How do you evaluate the definite integral int dx/(4-x) from [0,2]?

Sep 18, 2016

$\ln \left\mid 2 \right\mid$

Explanation:

We have: ${\int}_{0}^{2} \frac{\mathrm{dx}}{4 - x}$

First, let's evaluate $\int \frac{\mathrm{dx}}{4 - x}$.

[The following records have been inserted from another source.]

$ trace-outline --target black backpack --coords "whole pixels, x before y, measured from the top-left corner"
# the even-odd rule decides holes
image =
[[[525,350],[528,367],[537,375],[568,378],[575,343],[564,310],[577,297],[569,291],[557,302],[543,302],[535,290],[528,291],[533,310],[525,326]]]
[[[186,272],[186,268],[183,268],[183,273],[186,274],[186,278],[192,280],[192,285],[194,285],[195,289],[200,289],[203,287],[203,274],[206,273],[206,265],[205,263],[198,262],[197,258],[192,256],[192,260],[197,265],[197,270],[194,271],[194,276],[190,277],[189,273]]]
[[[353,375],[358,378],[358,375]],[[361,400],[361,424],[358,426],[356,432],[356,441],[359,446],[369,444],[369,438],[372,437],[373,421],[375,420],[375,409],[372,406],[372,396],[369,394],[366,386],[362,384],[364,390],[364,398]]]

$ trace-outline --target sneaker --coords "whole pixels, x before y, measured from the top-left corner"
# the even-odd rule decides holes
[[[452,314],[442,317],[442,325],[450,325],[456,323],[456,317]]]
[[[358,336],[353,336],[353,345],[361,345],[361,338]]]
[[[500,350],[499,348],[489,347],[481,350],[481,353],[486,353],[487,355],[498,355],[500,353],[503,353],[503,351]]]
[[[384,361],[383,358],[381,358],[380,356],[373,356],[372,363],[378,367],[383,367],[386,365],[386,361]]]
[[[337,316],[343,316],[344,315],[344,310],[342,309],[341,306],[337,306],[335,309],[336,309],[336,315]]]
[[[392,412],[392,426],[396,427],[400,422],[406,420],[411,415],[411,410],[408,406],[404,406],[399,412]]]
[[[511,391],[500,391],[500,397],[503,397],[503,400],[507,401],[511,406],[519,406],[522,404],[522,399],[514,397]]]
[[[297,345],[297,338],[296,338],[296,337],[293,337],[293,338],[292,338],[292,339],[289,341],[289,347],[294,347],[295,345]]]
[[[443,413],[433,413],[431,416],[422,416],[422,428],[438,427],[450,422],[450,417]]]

Let $u = 4 - x \implies \frac{\mathrm{du}}{\mathrm{dx}} = - 1 \implies \mathrm{du} = - \mathrm{dx}$:

$= \int - \frac{1}{u} \mathrm{dx}$

$= - \int \frac{1}{u} \mathrm{du}$

$= - \ln \left\mid u \right\mid$

We can now replace $u$ with $4 - x$:

$= - \ln \left\mid 4 - x \right\mid$

Now, let's evaluate the definite integral with the interval $\left[0 , 2\right]$:

$= \left(- \ln \left\mid 4 - \left(2\right) \right\mid\right) - \left(- \ln \left\mid 4 - \left(0\right) \right\mid\right)$

$= - \ln \left\mid 2 \right\mid + \ln \left\mid 4 \right\mid$

$= - \ln \left\mid 2 \right\mid + \ln \left\mid {2}^{2} \right\mid$

Using the laws of logarithms:

$= - \ln \left\mid 2 \right\mid + 2 \ln \left\mid 2 \right\mid$

$= \ln \left\mid 2 \right\mid$

Sep 18, 2016

$\ln 2$.

Explanation:

Let $I = {\int}_{0}^{2} \frac{\mathrm{dx}}{4 - x}$

We subst. $4 - x = t \therefore - \mathrm{dx} = \mathrm{dt} , \mathmr{and} , \mathrm{dx} = - \mathrm{dt}$

Next, we change the limits of Integral :

$4 - x = t , x = 0 \Rightarrow t = 4 , \mathmr{and} , x = 2 \Rightarrow t = 2$. Hence,

$I = {\int}_{4}^{2} - \frac{\mathrm{dt}}{t} = {\int}_{2}^{4} \frac{\mathrm{dt}}{t} = {\left[\ln | t |\right]}_{2}^{4} = \ln 4 - \ln 2$.

$\therefore I = \ln \left(\frac{4}{2}\right) = \ln 2$.